General Motors Co. said Tuesday U.S. sales of its cars and trucks rose slightly last month from a slower-than-normal June, a sign that consumers are still willing to spend on big-ticket items.
But the gains could be short-lived because shoppers are still anxious about slow economic growth and hiring.
GM's sales rose 2.6 percent over June and 5 percent from July of last year, helped by promotions to make room for 2011 models.
GM says sales from its four brands — Chevrolet, Buick, GMC and Cadillac — jumped 25 percent over July of 2009. Buick and Cadillac sales more than doubled. GM's total sales include Pontiac, Saturn and Hummer, which are brands it has sold or is discontinuing.
Newly launched models continue to propel GM's sales, with the Chevrolet Camaro muscle car, Chevrolet Equinox crossover, Buick LaCrosse sedan and Cadillac SRX crossover showing strong increases, the company said.
Industry analysts expected buyers to respond to the usual model year-end promotions advertised in July.
"Consumers have been conditioned to think that the summer is a great time to pick up a deal on a new car," Edmunds.com senior analyst Jessica Caldwell said.

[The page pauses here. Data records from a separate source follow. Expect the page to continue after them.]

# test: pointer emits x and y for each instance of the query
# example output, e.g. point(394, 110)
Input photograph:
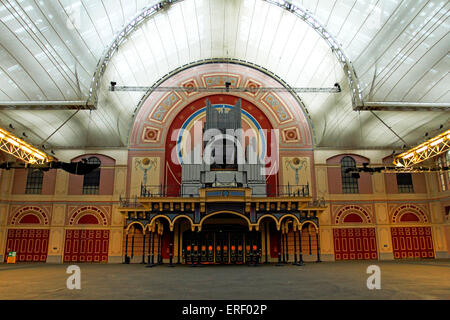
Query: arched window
point(34, 181)
point(91, 180)
point(349, 182)
point(404, 183)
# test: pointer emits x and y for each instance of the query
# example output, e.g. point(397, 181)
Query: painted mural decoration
point(296, 171)
point(145, 171)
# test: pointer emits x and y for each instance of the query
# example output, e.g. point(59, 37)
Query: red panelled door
point(86, 246)
point(412, 242)
point(355, 244)
point(30, 244)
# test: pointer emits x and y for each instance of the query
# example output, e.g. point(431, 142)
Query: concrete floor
point(327, 280)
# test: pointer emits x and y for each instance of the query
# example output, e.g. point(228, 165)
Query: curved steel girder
point(233, 61)
point(301, 13)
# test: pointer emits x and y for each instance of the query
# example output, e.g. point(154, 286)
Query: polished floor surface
point(327, 280)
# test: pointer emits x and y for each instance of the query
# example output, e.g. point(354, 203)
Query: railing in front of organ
point(129, 202)
point(155, 191)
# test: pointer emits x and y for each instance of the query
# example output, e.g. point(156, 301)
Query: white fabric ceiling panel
point(50, 48)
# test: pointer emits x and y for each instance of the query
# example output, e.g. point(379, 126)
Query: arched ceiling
point(49, 50)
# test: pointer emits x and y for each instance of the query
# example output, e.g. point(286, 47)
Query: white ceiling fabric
point(49, 51)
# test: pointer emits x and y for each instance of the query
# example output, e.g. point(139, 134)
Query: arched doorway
point(224, 238)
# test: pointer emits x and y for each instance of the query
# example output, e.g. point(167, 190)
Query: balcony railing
point(162, 191)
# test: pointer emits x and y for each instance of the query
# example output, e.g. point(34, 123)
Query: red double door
point(30, 245)
point(412, 242)
point(355, 244)
point(86, 246)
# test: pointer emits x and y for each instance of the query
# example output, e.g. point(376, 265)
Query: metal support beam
point(46, 105)
point(335, 89)
point(429, 149)
point(403, 106)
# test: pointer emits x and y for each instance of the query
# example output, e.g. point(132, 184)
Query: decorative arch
point(90, 210)
point(291, 216)
point(250, 225)
point(269, 216)
point(310, 222)
point(349, 214)
point(183, 216)
point(406, 213)
point(133, 223)
point(153, 220)
point(35, 211)
point(142, 17)
point(88, 219)
point(30, 218)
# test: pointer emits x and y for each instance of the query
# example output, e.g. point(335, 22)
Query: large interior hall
point(224, 132)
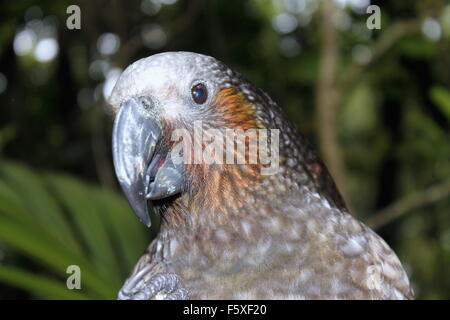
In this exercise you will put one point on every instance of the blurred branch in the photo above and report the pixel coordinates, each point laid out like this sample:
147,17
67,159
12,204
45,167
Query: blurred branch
327,96
386,41
408,203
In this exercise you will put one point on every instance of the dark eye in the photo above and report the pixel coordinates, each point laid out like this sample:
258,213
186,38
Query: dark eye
199,93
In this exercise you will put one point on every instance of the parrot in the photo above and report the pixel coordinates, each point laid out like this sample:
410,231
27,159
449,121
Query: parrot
229,229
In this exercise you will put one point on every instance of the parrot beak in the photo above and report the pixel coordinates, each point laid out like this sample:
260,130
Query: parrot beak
142,173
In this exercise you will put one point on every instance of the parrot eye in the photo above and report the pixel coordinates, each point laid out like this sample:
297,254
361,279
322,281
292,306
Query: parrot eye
199,93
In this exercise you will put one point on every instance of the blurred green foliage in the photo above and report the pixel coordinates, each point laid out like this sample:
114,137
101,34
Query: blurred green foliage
393,123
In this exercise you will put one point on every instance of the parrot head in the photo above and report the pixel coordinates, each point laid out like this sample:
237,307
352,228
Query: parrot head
158,95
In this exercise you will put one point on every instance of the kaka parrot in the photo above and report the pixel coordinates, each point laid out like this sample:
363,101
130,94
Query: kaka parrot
228,231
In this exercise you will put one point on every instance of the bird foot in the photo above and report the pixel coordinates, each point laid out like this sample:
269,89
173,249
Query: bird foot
162,286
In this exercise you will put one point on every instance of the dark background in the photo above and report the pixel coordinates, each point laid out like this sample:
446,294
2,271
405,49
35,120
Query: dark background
376,103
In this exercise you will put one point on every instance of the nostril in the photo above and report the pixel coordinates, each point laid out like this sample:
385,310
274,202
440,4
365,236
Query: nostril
146,102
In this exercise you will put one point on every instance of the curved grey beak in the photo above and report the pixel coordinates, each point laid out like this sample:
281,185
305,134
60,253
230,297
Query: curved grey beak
142,174
134,138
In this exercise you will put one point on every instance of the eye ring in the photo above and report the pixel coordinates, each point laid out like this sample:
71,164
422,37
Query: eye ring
199,93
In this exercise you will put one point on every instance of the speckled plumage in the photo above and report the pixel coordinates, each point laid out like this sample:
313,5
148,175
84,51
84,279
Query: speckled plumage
234,234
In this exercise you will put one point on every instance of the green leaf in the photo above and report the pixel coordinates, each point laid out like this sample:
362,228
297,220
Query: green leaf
57,221
41,286
441,97
38,202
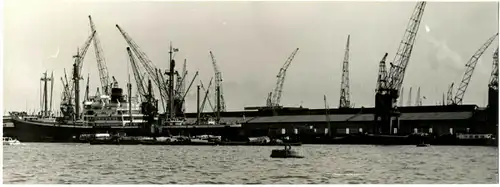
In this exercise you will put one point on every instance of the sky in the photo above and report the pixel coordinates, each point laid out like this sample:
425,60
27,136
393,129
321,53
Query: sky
250,41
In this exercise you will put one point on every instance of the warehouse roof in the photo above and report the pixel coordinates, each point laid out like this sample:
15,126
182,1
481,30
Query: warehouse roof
342,117
361,117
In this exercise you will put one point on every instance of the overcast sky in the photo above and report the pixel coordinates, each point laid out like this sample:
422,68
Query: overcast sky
251,41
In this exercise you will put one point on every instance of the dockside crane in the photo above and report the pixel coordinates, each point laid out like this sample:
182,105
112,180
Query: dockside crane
221,104
449,94
345,100
137,76
147,64
275,96
469,70
418,100
409,98
493,83
205,98
401,98
390,84
101,61
492,107
74,86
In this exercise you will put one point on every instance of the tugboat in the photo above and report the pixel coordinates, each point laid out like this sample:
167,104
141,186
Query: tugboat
285,153
10,141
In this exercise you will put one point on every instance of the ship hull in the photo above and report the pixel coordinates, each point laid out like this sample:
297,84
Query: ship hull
37,131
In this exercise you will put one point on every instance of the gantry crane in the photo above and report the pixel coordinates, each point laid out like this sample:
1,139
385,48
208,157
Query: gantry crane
389,83
345,100
275,96
101,62
147,64
221,104
469,70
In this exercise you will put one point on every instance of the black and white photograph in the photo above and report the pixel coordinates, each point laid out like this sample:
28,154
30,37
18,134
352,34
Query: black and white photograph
250,92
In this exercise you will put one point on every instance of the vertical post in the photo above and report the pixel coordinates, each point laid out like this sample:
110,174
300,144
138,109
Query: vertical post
45,100
44,97
198,105
217,115
76,80
51,91
171,85
130,101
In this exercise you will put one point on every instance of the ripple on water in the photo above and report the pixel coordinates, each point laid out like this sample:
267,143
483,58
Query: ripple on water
347,164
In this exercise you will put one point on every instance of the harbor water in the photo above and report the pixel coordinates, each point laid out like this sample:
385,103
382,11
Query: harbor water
43,163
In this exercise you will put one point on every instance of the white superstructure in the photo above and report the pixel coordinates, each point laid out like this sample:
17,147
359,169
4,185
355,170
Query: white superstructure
112,111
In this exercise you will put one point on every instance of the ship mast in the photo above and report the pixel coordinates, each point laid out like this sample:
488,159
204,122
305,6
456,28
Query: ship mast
45,79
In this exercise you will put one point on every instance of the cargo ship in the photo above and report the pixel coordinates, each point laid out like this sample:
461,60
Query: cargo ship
385,124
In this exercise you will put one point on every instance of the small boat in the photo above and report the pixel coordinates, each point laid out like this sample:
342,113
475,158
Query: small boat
10,141
423,145
285,153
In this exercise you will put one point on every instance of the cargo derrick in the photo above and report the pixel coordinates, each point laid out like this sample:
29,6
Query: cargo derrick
449,94
101,62
149,67
67,107
390,84
45,100
207,91
469,70
172,102
273,100
219,94
182,98
181,86
143,95
345,101
493,92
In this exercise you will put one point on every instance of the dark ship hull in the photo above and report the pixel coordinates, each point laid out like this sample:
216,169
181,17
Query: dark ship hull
42,131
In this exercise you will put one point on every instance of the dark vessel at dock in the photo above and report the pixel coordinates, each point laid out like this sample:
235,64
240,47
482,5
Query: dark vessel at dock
387,123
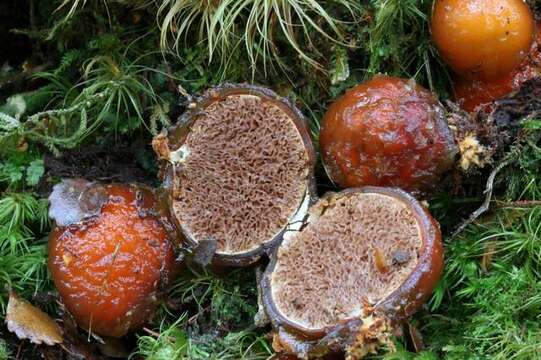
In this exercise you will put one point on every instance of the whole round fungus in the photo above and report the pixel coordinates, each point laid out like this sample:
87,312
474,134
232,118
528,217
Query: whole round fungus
362,253
239,166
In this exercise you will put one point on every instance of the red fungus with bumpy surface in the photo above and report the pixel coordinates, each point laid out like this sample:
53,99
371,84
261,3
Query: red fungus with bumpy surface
387,132
365,260
473,94
239,169
109,254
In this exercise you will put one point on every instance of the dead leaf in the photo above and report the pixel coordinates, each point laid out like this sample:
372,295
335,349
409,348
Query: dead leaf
74,200
29,322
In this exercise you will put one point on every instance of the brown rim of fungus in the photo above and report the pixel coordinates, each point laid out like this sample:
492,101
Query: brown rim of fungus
397,303
224,113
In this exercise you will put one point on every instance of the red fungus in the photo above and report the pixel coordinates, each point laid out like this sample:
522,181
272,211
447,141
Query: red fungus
482,39
387,132
325,281
471,94
110,265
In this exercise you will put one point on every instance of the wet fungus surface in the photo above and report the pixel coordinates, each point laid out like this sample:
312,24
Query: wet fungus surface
362,252
473,93
387,132
110,262
239,167
482,39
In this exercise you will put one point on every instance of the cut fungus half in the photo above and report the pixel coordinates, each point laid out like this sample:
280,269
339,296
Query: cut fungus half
239,167
363,254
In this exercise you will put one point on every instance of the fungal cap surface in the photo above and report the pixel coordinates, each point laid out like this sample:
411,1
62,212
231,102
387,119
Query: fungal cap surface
108,268
482,39
387,131
240,169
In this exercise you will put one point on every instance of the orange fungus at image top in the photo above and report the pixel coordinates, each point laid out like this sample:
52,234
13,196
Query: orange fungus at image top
473,93
387,132
482,39
108,269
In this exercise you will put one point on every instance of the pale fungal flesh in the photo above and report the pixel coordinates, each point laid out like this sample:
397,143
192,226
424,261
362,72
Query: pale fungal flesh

Credit is also thawing, with auto loan approvals up for buyers in every tier. GM announced last month that it would buy AmeriCredit Corp. in an effort to expand loans to customers with poor credit and offer more leases.
But the market is still vulnerable. Auto sales have been recovering from a 30-year low in 2009, but the pace has been fitful, with month-to-month sales falling as often as they rose in the first six months of this year.
Most automakers saw sales fall from May to June as shoppers avoided showrooms due to economic worries. Americans' confidence in the economy eroded further in July amid worries about a still-stagnant job market, according to a report issued last week by the private Conference Board.
J.D. Power revised its full-year industry sales downward last week, to 11.7 million vehicles from 11.8 million vehicles, citing the inconsistent recovery.
Automakers are also continuing to limit deals, which have hurt profits in the past. TrueCar.com estimated that incentive spending, at an average of $2,831 per vehicle, was down 1 percent industrywide from June.
Jeff Schuster, director of global forecasting at J.D. Power and Associates, said the sales pace dropped off in the last half of July, likely because of the lack of big incentives.
All automakers report U.S. July sales on Tuesday. Analysts expect the month to be one of the year's strongest and better than last July, when the government started its Cash for Clunkers rebate program to resuscitate depressed sales in the first half of last year.